Creating/finding an exhausitive list of which fields in trb are represented in little endian and which are represented in big endian is on the todo list.
- Also known as Network Byte Order, since it is the standard way to organize bits to send accross networks. [↩]
> However, within that byte, the bit with the lowest address is the most significant.
That's not quite it. What you seem to miss is that bits are not individually addressable in typical CPU instruction sets: you move data between registers and memory a word at a time or at the smallest a byte at a time. You can get at individual bits through shift/mask operations but those are defined arithmetically i.e. "shift right" always means shifting toward the least significant end, independent of how the bits are laid out physically.
The annoying appearance of mixed ordering comes into play with external representations with sub-byte-level symbols, such as a hex dump. With hex, it's a well entrenched convention to write the two half-byte digits ('nibbles") big-endian. Thus if you take a numeric 0x12345678, read it byte-at-a-time on an LE machine, and display each byte using the normal programming language hex facility, you get "78 56 34 12" rather than the 87654321 that the CPU and RAM could well be using internally.
In TRB, from what I've seen so far the extra byte reversal is done only for parsing/display of hashes, i.e. block and tx IDs and not numeric fields. See also.
I see. I knew that bits are not individually accessible, but thought it was okay to omit that detail from my overview.

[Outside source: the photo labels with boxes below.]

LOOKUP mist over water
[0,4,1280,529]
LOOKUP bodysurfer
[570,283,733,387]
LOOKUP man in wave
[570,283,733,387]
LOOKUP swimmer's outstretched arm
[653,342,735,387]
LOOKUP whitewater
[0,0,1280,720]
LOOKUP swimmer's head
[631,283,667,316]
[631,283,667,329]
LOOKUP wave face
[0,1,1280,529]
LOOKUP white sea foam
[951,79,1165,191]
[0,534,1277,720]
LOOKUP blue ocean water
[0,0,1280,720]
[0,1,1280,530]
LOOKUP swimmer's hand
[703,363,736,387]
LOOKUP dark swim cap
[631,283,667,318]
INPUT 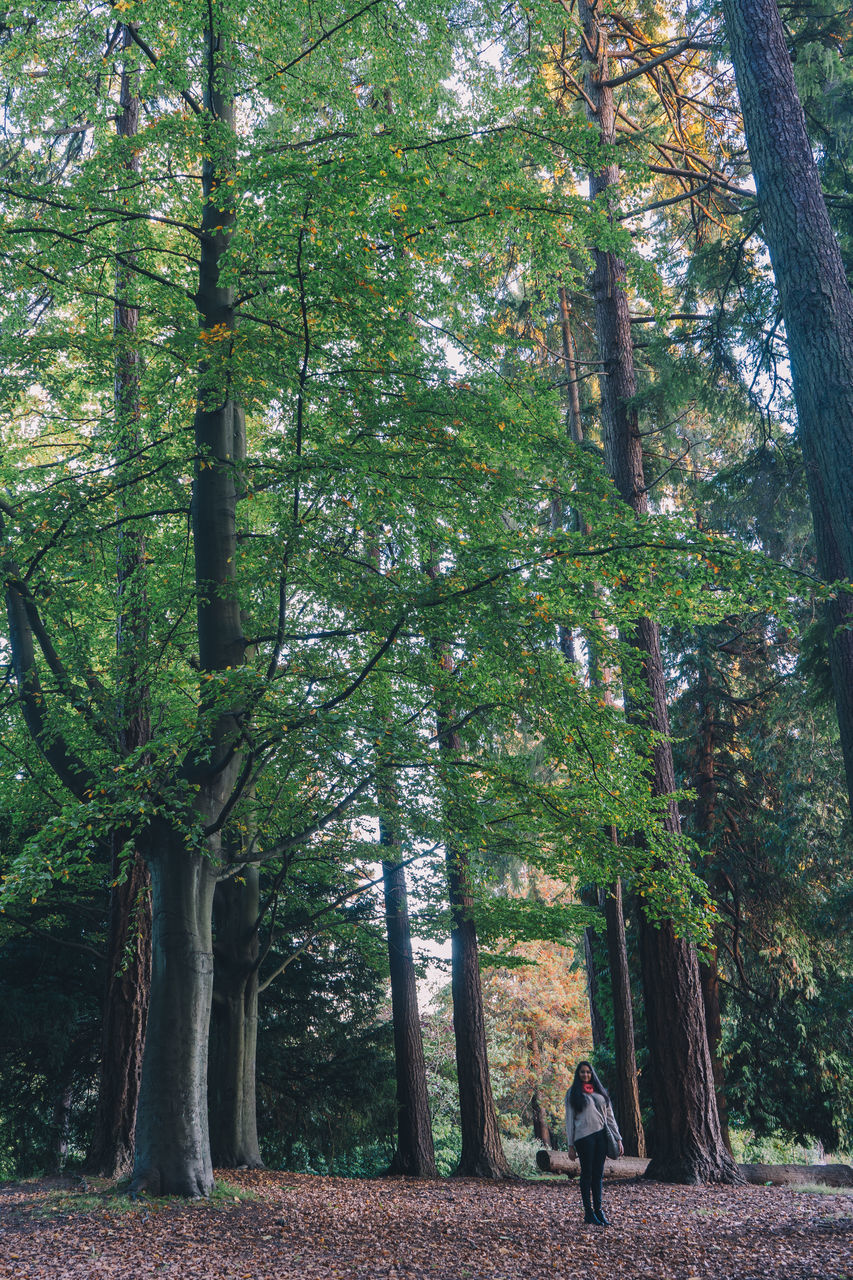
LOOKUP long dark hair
[569,1061,610,1111]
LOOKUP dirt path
[0,1172,853,1280]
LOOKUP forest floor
[0,1171,853,1280]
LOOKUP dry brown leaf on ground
[0,1171,853,1280]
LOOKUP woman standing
[566,1062,625,1226]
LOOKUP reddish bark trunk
[596,881,646,1156]
[722,0,853,805]
[578,0,739,1183]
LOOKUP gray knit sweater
[566,1093,621,1147]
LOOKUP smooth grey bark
[722,0,853,808]
[132,823,216,1197]
[132,31,246,1196]
[86,26,151,1178]
[578,0,742,1183]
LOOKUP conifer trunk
[558,288,646,1156]
[603,881,646,1157]
[377,768,438,1178]
[695,658,731,1152]
[207,867,264,1169]
[578,0,739,1183]
[722,0,853,808]
[430,629,512,1179]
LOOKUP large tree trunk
[86,27,151,1178]
[605,881,646,1156]
[580,884,607,1051]
[86,836,151,1178]
[560,296,646,1156]
[435,640,504,1178]
[132,31,246,1196]
[578,0,739,1183]
[132,829,215,1197]
[722,0,853,806]
[694,657,731,1152]
[207,867,264,1169]
[377,768,438,1178]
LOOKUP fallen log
[740,1165,853,1187]
[537,1149,853,1187]
[537,1149,648,1178]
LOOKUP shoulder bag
[594,1102,621,1160]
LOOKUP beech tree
[0,0,799,1194]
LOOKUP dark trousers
[575,1129,607,1213]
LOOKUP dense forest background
[0,0,853,1190]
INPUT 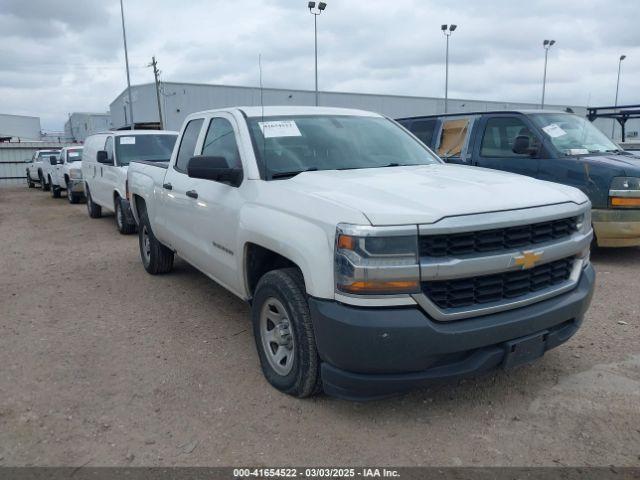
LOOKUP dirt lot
[0,187,640,466]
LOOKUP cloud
[0,0,640,130]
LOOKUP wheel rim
[142,225,151,263]
[260,297,295,376]
[116,203,124,229]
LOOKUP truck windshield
[248,115,440,179]
[531,113,620,155]
[116,134,178,166]
[67,148,82,163]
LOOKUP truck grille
[420,217,578,257]
[422,257,574,309]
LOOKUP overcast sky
[0,0,640,130]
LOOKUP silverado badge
[513,251,542,270]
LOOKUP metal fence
[0,142,64,186]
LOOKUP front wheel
[251,268,322,398]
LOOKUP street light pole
[611,55,627,140]
[540,40,556,108]
[120,0,134,130]
[440,25,458,113]
[307,2,327,107]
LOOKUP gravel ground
[0,187,640,466]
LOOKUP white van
[49,145,84,203]
[82,130,178,234]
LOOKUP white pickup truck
[27,149,60,191]
[128,107,595,399]
[82,130,178,234]
[49,145,84,203]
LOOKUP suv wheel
[115,197,136,235]
[251,268,322,398]
[138,211,174,275]
[85,184,102,218]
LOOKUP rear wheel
[138,210,174,275]
[114,197,136,235]
[251,268,322,398]
[85,184,102,218]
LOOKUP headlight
[335,224,420,295]
[609,177,640,208]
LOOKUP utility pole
[147,56,164,130]
[120,0,135,130]
[540,40,556,108]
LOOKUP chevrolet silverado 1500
[128,107,594,399]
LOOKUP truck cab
[27,149,60,191]
[82,130,178,234]
[50,145,84,203]
[398,110,640,247]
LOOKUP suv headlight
[609,177,640,208]
[334,224,420,295]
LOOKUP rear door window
[174,118,204,173]
[438,118,469,158]
[480,117,538,158]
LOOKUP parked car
[127,107,594,399]
[27,149,60,191]
[49,146,84,203]
[82,130,178,234]
[398,110,640,247]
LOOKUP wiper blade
[271,167,318,179]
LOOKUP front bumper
[591,209,640,247]
[309,265,595,400]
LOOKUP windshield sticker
[542,123,567,138]
[258,120,302,138]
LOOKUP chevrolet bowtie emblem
[513,251,542,270]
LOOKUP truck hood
[281,164,588,225]
[576,154,640,177]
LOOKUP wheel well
[245,243,299,297]
[133,195,147,216]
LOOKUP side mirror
[96,150,113,165]
[187,155,242,187]
[513,135,537,155]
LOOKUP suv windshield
[67,148,82,163]
[248,115,440,179]
[116,134,178,165]
[531,113,620,155]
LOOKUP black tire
[49,179,60,198]
[84,184,102,218]
[114,197,136,235]
[67,182,81,203]
[251,268,322,398]
[138,210,174,275]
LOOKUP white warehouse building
[64,112,112,143]
[109,82,640,141]
[109,82,587,130]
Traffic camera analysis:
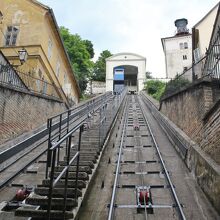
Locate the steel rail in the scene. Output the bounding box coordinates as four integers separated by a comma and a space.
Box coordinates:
108, 96, 128, 220
0, 94, 111, 163
140, 96, 186, 220
141, 93, 188, 158
0, 95, 112, 189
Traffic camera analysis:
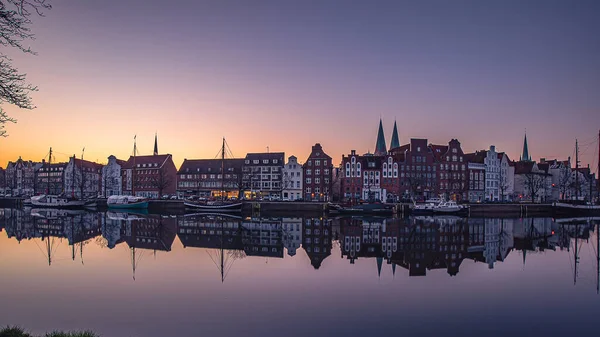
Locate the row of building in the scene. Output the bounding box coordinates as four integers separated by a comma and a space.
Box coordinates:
0, 124, 597, 202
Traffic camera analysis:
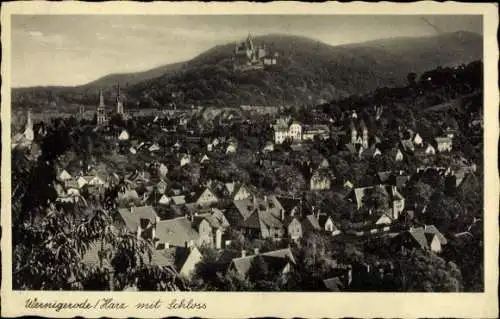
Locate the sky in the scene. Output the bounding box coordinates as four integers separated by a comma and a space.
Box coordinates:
11, 15, 482, 87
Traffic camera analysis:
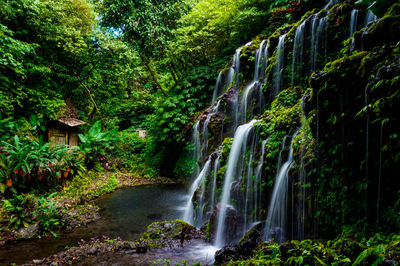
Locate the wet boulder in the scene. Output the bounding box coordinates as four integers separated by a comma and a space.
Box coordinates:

So the LE machine may or may not have the internal bits of a byte reversed. But regardless of how the bits are layed out physically the external representation for a single byte is always displayed in big endian. With this understanding, I gather that how the bits are laid out on a per byte or per word level is black-box'd.
It's not that I'm quibbling over an omitted detail though; it's right in the quoted sentence: an assumption that bits have addresses. Certainly you could have a machine where they do, but if it worked as you described, it would be a mixed-order monster rather than LE.
The reason people tend to think LE is somehow intrinsically "reversed" is our human convention of writing numbers BE. Incidentally there'd be some advantages if we'd gone the other way: we wouldn't have to right-align numeric fields in tables for the place values to line up, and addition/subtraction/multiplication would proceed left-to-right the same as writing.
Yes, my incorrect assumption was that although the machine could only access bits one-word-at-a-time, those bits did have some notion of an address. And I also believed that perhaps some machines were this 'mixed order monster.'
From doing a bit more noobsearch I understand now that it's only the bytes that have addresses. (Argueably a machine could be designed to only give addresses to words.)
At the risk of further extending the tangential nitpicks:
Bits within flag registers are typically modified one at a time, by whichever operation has caused that bit to have its value set.